In this module, what we're interested in discussing is,

how do we encode large amounts of data?

We've talked about now parallel

coordinate plots and scatter plots,

but we still want to think about,

what if we have a really large set of multivariate data?

What way can we show this on a graphical image?

So first, let's just start

thinking about some problems with the scatter plot.

So I've got my dataset.

Let's think about country,

GDP, and life expectancy.
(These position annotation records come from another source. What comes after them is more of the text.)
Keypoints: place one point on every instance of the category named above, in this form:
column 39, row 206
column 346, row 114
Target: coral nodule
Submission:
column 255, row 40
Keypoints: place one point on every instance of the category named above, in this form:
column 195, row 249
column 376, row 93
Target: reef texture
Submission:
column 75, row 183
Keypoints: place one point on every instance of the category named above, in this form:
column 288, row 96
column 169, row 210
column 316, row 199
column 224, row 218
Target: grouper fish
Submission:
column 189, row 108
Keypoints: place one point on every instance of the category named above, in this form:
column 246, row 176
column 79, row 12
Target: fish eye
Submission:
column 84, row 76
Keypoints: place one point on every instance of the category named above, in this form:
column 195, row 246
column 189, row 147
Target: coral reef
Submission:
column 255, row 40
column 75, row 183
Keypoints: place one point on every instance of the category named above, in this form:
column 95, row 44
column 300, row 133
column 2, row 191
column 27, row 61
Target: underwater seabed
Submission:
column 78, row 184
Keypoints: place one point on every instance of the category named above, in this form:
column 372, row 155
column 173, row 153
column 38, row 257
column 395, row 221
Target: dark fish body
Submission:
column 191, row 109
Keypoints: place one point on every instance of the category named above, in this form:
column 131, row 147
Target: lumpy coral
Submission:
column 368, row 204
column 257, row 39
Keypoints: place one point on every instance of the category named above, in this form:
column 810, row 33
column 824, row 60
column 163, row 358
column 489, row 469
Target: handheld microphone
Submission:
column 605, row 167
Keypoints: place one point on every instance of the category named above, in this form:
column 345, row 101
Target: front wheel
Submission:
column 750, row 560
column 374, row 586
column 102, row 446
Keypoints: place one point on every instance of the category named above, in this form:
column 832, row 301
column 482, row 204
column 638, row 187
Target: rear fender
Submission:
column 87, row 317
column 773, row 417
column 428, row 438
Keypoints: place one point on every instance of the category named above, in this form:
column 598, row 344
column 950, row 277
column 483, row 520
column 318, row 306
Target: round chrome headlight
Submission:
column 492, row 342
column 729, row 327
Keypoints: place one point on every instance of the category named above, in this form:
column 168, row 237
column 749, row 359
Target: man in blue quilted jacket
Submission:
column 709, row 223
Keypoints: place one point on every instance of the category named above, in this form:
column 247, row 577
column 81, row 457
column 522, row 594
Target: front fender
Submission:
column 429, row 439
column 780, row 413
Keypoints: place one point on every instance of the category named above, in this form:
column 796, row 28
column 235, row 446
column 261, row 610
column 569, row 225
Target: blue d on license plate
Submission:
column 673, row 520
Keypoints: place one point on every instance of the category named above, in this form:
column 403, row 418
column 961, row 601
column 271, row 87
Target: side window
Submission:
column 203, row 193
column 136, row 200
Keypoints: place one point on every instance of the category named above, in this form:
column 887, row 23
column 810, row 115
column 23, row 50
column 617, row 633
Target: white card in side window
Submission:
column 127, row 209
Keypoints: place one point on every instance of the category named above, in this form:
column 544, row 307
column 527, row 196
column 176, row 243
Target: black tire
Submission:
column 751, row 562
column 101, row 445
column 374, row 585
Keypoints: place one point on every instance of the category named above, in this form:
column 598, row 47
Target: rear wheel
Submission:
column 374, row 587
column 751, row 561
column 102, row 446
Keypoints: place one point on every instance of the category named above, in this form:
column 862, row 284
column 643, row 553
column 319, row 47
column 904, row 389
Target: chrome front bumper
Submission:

All right.

Instead of country, maybe I do this just

by state or county level in the US,

or the equivalent county level across the world.

So I might have a million entries here.

So my scatter plot is going to have a million dots.

As I keep adding these dots,

I get this overplot and I can't see thing,

I can't determine patterns anymore.

The same if I do my parallel coordinate plots,

the more lines I add,

the less patterns I can see.

To some extent, we're completely

limited by our screen real state.

I can only fit a scatter plot as big as my screen.

So if my screen is 1024 by 768,

I can only get a million points on each spot,

each pixel can represent an element of my data.

That's the concept behind the pixel based display,

is that the most data we can represent

is based on our screen real state.

So if every pixel on the display

represents its own data element,

we can start having these pixel based images.

So pixel based display takes

a pixel as a little box on the screen,

and tries to do things like give it a color to

represent typically a univariate data measure.

But again, we could do data reduction,

we could do some different elements of

a bivariate color map to

show multiple variables for pixels.

We can enhance these pixel-based displays to

incorporate components that will

draw attention to the data.

So we can do halos

around data elements that are important,

we can do color, distortion,

hatching, and so we can

augment these pixel-based displays.

This is very popular method from

Daniel Kimes group where you can look at how

he does all these different pixel based displays,

and we could even think about

representing multiple variables.

So each row of

pixels might be all of

our elements representing different things,

each little chunk could represent different items.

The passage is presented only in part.